Maréchal-ferrant

Mon père était maréchal-ferrant et forgeron. Un métier déjà presque disparu à l’époque où je l’ai connu vers 1960 (avant je ne me souviens de presque rien). J’ai longtemps souffert (secrètement) du fait d’avoir un père dont le métier était obsolète. Je devrais dire plutôt que j’ai souffert de ne pas avoir à ma disposition, enfant, les outils intellectuels ou affectifs, les mots, les idées, qui m’auraient permis d’être fier de cette profession en ces années soixante naissantes où tous ne juraient que par la modernité du formica et du plastique, alors que lui était l’homme du fer. Les choses se sont heureusement arrangées petit à petit.

Sepp au cours de son service militaire dans une unité de dragons

Un des nombreux éléments qui m’ont aidé à construire voire à conquérir mon propre amour pour mon père, a été son récit (par étapes entre la fin des années 1970 jusqu’à la fin des années 1980), des choix et des décisions difficiles qu’il a dû faire pour sa profession. L’adolescent apprenti maréchal avait compris dès les années 25 que l’ère de la mécanisation et de la motorisation des outils agricoles était en marche, et que les chevaux ne tracteraient plus longtemps ni les chariots au fond de la mine de charbon, ni les charrues à la surface de la terre.
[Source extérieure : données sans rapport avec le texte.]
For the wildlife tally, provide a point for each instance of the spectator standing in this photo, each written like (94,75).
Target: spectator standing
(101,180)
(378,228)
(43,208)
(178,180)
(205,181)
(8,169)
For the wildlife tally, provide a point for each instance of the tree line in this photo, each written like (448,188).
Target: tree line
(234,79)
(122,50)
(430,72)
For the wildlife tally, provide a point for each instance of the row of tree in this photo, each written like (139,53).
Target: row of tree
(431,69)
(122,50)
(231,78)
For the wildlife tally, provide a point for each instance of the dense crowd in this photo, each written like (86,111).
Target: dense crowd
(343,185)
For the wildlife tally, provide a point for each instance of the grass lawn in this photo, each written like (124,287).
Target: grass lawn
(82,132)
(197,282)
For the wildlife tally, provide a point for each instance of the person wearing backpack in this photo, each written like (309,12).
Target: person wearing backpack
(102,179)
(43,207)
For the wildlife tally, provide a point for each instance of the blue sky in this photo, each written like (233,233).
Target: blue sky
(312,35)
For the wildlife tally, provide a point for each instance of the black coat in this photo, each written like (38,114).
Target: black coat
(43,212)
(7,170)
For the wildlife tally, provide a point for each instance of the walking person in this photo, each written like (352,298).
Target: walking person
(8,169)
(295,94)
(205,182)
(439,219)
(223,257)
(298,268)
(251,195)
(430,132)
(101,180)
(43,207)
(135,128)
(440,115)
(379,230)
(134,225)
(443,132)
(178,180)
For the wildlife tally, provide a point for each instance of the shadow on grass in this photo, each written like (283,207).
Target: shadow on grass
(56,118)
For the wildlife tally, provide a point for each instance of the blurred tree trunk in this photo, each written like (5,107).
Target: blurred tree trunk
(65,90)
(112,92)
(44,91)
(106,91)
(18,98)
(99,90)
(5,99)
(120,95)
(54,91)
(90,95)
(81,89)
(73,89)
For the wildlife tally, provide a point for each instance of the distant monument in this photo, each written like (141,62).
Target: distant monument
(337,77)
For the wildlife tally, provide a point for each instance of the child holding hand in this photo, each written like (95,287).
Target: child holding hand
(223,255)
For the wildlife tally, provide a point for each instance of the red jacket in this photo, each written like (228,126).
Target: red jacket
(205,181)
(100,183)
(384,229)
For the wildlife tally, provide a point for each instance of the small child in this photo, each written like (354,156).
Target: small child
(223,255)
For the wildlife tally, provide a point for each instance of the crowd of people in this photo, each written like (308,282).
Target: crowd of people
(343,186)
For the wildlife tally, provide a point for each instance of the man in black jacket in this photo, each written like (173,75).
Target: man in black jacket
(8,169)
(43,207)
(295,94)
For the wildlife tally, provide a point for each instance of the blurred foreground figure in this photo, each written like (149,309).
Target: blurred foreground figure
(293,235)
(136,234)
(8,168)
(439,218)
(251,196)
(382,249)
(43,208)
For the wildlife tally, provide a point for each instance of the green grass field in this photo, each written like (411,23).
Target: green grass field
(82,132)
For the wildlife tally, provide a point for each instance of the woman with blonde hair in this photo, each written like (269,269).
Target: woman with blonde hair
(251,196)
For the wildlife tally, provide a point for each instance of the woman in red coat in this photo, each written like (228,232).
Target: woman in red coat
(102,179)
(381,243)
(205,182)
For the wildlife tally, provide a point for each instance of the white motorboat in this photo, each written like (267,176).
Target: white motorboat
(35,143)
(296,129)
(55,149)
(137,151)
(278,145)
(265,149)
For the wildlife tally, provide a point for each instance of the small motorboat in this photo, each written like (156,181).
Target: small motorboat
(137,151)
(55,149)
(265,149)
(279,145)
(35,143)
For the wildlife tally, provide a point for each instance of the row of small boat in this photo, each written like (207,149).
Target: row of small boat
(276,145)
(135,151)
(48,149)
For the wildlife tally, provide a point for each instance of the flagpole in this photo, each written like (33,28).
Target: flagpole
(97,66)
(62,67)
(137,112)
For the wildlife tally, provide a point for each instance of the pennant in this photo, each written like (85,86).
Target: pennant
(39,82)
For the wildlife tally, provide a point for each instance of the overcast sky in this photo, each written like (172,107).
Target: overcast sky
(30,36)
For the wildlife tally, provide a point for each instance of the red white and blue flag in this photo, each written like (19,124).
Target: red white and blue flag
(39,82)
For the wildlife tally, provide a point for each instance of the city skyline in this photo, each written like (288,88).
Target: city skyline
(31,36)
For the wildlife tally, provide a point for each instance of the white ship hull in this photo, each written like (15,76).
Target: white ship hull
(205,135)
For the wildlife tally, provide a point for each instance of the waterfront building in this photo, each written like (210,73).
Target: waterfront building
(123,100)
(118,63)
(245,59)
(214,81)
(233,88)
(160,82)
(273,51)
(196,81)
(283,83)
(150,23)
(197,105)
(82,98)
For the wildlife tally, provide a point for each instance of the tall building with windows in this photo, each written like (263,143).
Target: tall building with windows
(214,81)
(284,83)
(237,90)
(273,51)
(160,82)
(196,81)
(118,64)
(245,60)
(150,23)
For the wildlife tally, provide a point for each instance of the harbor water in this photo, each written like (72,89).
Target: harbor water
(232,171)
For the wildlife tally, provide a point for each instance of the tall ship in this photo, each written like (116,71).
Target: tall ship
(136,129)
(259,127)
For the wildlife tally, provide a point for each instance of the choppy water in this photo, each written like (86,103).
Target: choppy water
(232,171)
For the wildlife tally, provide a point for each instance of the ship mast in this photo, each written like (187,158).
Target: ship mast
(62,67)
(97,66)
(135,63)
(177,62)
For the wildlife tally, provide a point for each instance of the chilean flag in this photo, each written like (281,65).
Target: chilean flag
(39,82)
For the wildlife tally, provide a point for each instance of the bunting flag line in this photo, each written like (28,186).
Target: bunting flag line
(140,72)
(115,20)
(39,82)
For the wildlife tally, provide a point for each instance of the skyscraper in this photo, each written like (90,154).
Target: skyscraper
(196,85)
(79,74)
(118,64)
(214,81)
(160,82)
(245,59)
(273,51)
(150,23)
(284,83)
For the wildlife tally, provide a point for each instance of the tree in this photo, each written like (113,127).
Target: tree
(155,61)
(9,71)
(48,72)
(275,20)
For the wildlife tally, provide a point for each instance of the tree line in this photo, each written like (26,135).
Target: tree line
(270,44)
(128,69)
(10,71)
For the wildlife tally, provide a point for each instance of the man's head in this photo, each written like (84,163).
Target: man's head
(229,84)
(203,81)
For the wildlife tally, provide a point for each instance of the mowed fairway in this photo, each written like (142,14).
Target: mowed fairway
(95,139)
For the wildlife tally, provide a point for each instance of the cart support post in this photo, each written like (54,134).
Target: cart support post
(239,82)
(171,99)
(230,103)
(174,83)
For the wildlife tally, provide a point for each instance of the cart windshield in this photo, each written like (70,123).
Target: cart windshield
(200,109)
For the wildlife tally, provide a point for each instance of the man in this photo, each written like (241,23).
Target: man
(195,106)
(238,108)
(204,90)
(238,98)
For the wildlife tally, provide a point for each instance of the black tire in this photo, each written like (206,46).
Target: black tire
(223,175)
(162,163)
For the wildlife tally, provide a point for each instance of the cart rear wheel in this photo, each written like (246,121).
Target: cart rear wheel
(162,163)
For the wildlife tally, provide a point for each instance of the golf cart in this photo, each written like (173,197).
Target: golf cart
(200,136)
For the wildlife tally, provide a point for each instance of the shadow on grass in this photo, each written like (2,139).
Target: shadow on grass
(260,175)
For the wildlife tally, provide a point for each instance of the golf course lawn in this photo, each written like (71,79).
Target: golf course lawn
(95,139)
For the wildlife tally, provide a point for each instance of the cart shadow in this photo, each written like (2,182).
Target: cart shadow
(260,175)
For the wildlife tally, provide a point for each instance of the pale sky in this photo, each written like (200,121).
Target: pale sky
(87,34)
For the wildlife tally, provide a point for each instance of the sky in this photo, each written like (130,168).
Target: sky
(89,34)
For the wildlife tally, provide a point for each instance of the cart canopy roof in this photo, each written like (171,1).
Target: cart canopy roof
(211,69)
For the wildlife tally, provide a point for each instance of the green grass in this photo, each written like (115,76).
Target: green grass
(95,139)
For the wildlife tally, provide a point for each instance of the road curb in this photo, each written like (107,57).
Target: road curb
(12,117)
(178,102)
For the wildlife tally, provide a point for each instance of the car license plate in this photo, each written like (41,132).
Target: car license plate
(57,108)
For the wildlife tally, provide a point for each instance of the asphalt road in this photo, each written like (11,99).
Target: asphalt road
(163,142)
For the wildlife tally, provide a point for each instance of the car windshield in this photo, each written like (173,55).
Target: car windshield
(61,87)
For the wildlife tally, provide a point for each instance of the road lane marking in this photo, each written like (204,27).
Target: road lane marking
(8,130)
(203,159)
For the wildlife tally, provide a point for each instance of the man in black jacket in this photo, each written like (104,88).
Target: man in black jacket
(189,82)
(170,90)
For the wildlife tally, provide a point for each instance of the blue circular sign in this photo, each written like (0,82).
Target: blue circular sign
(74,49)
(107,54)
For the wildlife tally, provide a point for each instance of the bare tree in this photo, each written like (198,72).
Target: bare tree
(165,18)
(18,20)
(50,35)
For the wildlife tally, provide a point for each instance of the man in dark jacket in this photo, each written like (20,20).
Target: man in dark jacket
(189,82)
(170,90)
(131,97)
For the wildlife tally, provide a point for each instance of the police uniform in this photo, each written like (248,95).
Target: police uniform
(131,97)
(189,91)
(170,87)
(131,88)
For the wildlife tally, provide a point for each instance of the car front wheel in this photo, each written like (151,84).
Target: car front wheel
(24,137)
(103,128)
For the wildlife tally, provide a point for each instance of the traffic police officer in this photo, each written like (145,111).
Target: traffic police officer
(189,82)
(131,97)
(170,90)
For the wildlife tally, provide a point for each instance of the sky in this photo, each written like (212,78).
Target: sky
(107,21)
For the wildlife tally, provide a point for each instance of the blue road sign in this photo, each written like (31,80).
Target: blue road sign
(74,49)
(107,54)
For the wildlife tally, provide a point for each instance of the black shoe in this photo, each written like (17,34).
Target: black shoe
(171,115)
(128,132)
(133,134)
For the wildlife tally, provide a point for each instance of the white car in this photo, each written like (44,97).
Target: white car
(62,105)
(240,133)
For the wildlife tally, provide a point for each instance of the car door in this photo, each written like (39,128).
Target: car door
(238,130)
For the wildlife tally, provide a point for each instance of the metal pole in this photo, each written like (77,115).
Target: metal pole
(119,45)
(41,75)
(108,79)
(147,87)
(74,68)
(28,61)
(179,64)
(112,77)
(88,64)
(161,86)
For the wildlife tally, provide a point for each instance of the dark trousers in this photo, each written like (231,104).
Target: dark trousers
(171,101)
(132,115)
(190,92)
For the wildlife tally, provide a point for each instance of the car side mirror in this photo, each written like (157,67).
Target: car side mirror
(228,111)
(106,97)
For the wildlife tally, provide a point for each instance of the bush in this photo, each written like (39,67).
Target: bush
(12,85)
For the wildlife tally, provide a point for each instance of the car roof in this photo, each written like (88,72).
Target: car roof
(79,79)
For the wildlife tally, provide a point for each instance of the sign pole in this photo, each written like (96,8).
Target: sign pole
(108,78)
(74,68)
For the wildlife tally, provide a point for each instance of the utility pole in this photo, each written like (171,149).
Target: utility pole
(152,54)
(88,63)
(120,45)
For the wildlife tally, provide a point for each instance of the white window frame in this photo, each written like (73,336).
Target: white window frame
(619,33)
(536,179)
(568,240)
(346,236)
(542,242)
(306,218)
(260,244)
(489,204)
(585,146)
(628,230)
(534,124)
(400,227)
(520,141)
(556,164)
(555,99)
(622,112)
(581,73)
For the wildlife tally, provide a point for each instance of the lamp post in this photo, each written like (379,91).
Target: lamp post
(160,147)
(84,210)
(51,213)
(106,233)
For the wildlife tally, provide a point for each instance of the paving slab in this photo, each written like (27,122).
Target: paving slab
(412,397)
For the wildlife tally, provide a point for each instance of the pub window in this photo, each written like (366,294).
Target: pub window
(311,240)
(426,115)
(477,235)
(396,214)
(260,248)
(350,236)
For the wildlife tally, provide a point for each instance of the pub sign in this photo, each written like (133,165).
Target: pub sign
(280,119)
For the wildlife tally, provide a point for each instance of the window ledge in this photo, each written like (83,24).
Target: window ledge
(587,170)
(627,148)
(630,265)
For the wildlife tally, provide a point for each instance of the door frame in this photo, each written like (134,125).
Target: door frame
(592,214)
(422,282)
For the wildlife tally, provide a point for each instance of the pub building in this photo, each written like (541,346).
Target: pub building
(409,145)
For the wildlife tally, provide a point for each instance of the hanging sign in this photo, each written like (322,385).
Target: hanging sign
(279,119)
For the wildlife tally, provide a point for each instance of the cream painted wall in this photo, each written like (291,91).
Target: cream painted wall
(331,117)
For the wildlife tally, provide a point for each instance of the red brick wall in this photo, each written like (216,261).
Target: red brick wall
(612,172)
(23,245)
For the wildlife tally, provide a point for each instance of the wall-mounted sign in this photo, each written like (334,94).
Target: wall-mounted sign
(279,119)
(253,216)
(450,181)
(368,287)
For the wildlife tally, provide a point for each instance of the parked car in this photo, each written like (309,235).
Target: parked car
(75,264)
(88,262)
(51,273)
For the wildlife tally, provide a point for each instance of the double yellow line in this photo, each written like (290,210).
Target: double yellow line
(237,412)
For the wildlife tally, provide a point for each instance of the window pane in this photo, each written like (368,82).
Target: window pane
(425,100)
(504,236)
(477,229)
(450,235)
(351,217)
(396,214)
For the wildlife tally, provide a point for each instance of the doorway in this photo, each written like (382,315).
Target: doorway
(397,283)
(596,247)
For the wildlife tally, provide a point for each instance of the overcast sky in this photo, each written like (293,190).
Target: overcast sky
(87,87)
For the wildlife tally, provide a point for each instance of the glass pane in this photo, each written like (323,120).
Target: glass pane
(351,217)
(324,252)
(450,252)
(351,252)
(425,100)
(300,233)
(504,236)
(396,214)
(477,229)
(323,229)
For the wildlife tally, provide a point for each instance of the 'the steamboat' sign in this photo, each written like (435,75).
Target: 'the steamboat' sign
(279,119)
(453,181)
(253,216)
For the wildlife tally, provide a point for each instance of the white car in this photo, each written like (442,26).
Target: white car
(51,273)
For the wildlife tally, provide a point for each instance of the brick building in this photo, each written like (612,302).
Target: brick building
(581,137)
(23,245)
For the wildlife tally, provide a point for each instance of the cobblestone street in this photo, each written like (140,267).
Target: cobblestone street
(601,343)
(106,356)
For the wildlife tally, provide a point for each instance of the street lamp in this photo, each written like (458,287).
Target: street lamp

Et qu’il lui fallait donc s’orienter vers la forge au service de la mécanique, technique d’avenir.

Du fait de la mort prématurée de son propre père et malgré ses aptitudes reconnues à manipuler le marteau devant l’enclume, son apprentissage s’est achevé dans des conditions difficiles, liées à son statut de garçon aîné, soutien d’une famille nombreuse orpheline.
Pas question de prolonger une formation pourtant prometteuse, l’appel des travaux de la ferme et des bouches à nourrir était le plus impérieux.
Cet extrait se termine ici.